Ainsi donc, le management en place détient presque de facto un droit de veto. Or, l'intérêt des jeunes dirigeants de l'entreprise n'est pas nécessairement aligné avec celui de tous les actionnaires. C'est ce que laissent à penser les propos étonnants de dirigeants de Cossette et de Mill Road qui ont été rapportés dans le quotidien Globe&Mail samedi dernier.

On y apprenait que Claude Lessard compte dorénavant céder les rênes de l'agence à la jeune génération de dirigeants en vertu d'un plan de succession qui sera mis en oeuvre d'ici deux ans. Or, c'est justement parce que Claude Lessard tardait à se retirer de la gestion quotidienne de l'agence que François Duffar s'est impatienté et a lancé une offre d'achat non sollicitée. Claude Lessard cumule toujours les trois fonctions de président du conseil, de chef de la direction et de président.

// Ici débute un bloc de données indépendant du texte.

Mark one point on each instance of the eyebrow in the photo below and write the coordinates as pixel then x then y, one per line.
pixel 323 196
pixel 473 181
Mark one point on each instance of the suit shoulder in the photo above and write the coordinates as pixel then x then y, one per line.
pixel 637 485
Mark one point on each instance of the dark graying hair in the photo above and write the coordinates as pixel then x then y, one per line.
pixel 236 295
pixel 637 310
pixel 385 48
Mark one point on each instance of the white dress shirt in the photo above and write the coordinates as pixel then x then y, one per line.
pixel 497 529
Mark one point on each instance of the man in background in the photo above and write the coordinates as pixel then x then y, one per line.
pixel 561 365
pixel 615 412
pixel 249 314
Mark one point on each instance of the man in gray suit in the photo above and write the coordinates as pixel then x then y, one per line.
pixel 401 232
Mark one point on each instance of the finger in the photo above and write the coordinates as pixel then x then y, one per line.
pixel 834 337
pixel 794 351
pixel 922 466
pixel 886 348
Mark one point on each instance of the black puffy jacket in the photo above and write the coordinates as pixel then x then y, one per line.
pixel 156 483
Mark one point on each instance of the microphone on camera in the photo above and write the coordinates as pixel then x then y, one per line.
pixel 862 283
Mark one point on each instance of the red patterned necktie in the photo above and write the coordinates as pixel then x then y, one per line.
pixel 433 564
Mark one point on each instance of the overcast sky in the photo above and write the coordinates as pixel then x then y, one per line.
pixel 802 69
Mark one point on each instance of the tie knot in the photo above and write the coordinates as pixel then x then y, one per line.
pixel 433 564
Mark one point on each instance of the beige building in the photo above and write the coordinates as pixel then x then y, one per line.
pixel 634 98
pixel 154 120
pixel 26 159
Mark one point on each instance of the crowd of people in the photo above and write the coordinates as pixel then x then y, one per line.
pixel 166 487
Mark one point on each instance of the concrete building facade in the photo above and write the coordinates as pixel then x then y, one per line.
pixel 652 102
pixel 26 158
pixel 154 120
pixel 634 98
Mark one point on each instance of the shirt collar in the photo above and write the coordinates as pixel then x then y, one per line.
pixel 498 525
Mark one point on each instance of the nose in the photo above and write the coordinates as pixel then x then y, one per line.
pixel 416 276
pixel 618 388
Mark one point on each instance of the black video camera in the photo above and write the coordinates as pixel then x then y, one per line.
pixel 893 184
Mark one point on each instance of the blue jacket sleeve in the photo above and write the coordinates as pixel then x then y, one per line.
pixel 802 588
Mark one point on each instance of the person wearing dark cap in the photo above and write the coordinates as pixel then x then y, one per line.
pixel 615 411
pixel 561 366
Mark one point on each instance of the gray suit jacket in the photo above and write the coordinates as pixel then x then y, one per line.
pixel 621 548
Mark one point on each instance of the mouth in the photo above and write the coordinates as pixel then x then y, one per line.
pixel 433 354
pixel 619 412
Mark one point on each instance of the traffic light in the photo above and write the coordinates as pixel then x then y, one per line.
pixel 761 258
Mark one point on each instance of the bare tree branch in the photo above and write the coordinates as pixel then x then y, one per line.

Mill Road compte superviser cette transition, qu'elle cautionne, a indiqué Thomas Lynch, grand patron de Mill Road, en entrevue au Globe. Appelé à ses bureaux du Connecticut, Thomas Lynch a fait savoir, par l'entremise d'un porte-parole de Cossette, qu'il ne donnerait plus aucune entrevue.

On reste ainsi sur la désagréable impression que l'appui des jeunes dirigeants de Cossette à Mill Road n'est pas désintéressé.

Mais bon, ce n'est pas la première entorse aux principes de bonne gouvernance que l'on constate depuis que l'agence de publicité de Québec est la cible d'une offre hostile appuyée par des investisseurs institutionnels mécontents, le 20 juillet. Attribuer des options d'achat d'actions au grand patron Claude Lessard en pleine bataille de prise de contrôle? Ce n'est peut-être pas illégal, mais c'est certainement illégitime.

Cossette se défend d'agir de mauvaise foi en changeant en cours de route la définition d'une «offre supérieure», à la demande de Mill Road. Comme Cosmos avait affiché son intention de privatiser Cossette, une opération qui, légalement, nécessite l'appui d'actionnaires qui représentent 66,6% du capital de la firme, pourquoi ne pas l'exiger d'entrée? s'interroge Marcel Barthe, vice-président, stratégie, de Cossette. Pourtant, ce genre d'opération se fait régulièrement en deux temps.

Paradoxalement, même si le comité spécial du conseil d'administration ne semble pas avoir toujours agi dans le meilleur intérêt de tous les actionnaires, le résultat de cette vente aux enchères forcée de Cossette a tout de même produit des résultats intéressants.

Si Mill Road emporte l'agence de publicité au prix de 8,10$, ce qui attribue à la firme une valeur de plus de 135 millions de dollars, exception faite de ses dettes, cela représentera une prime substantielle pour les actionnaires. Ce montant représente près de trois fois le creux de 2,78$ touché le 20 mai dernier. On est encore loin du sommet de 13,39$ touché en juin 1997, mais beaucoup de chemin a été parcouru!

Assez pour que François Duffar liquide ses actions et tourne le dos pour de bon à Cossette? On le saura d'ici peu.

Une chose est sûre, toutefois. Comme François Duffar est appuyé par le fonds américain H.I.G. capital, que Mill Road ou que Cosmos l'emporte, la plus grande agence de publicité au pays tombera sous contrôle américain. Mais cela, que voulez-vous, cela fait partie des choses imprévisibles qui se produisent lorsqu'une entreprise est mise en jeu.